I want to replace rare words with _RARE_
in a JSON tree using JAVA.
My rareWords list contains
late
populate
convicts
So for JSON below
["S", ["PP", ["ADP", "In"], ["NP", ["DET", "the"], ["NP", ["ADJ", "late"], ["NOUN", "1700<s"]]]], ["S", ["NP", ["ADJ", "British"], ["NOUN", "convicts"]], ["S", ["VP", ["VERB", "were"], ["VP", ["VERB", "used"], ["S+VP", ["PRT", "to"], ["VP", ["VERB", "populate"], ["WHNP", ["DET", "which"], ["NOUN", "colony"]]]]]], [".", "?"]]]]
I should get
["S", ["PP", ["ADP", "In"], ["NP", ["DET", "the"], ["NP", ["ADJ", "_RARE_"], ["NOUN", "1700<s"]]]], ["S", ["NP", ["ADJ", "British"], ["NOUN", "_RARE_"]], ["S", ["VP", ["VERB", "were"], ["VP", ["VERB", "used"], ["S+VP", ["PRT", "to"], ["VP", ["VERB", "populate"], ["WHNP", ["DET", "which"], ["NOUN", "colony"]]]]]], [".", "?"]]]]
Notice how
["ADJ","late"]
was replaced by
["ADJ","_RARE_"]
My code so far is like below:
I recursively iterate over the tree and as soon as rare word is found, I create a new JSON array and try to replace the existing tree's node with it. See // this Doesn't work
in below, that is where I got stuck. The tree remains unchanged outside of this function.

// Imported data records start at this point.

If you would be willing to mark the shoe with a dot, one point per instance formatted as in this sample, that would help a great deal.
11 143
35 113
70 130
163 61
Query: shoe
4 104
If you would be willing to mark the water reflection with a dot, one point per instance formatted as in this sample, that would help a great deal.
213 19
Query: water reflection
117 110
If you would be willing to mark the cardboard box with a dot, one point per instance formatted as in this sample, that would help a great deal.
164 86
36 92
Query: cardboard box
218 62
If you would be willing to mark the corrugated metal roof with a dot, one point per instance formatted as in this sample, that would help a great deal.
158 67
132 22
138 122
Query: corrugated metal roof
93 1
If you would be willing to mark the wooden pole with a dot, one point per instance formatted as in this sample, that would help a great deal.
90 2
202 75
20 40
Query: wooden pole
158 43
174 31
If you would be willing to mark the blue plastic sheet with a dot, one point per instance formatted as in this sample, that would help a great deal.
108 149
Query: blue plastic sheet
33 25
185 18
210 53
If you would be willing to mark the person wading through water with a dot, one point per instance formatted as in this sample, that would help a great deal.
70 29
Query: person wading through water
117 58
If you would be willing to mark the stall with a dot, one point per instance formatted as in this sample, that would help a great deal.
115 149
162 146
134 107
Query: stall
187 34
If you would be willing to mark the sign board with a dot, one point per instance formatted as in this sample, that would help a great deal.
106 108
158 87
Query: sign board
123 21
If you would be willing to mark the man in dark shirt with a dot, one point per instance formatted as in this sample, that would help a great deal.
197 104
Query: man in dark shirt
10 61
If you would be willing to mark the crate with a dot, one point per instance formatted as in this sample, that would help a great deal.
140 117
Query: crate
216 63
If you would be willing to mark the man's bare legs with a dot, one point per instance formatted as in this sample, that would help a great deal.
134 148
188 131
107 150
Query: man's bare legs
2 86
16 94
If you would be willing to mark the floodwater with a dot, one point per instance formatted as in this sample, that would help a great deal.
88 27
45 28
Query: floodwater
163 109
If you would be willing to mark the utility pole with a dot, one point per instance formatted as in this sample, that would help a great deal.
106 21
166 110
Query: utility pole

public static void traverseTreeAndReplaceWithRare(JsonArray tree){
//System.out.println(tree.getAsJsonArray());
for (int x = 0; x < tree.getAsJsonArray().size(); x++)
{
if(!tree.get(x).isJsonArray())
{
if(tree.size()==2)
{
//beware it will get here twice for same word
String word= tree.get(1).toString();
word=word.replaceAll("\"", ""); // removing double quotes
if(rareWords.contains(word))
{
JsonParser parser = new JsonParser();
//This works perfectly
System.out.println("Orig:"+tree);
JsonElement jsonElement = parser.parse("["+tree.get(0)+","+"_RARE_"+"]");
JsonArray newRareArray = jsonElement.getAsJsonArray();
//This works perfectly
System.out.println("New:"+newRareArray);
tree=newRareArray; // this Doesn't work
}
}
continue;
}
traverseTreeAndReplaceWithRare(tree.get(x).getAsJsonArray());
}
}
code for calling above, I use google's gson
JsonParser parser = new JsonParser();
JsonElement jsonElement = parser.parse(strJSON);
JsonArray tree = jsonElement.getAsJsonArray();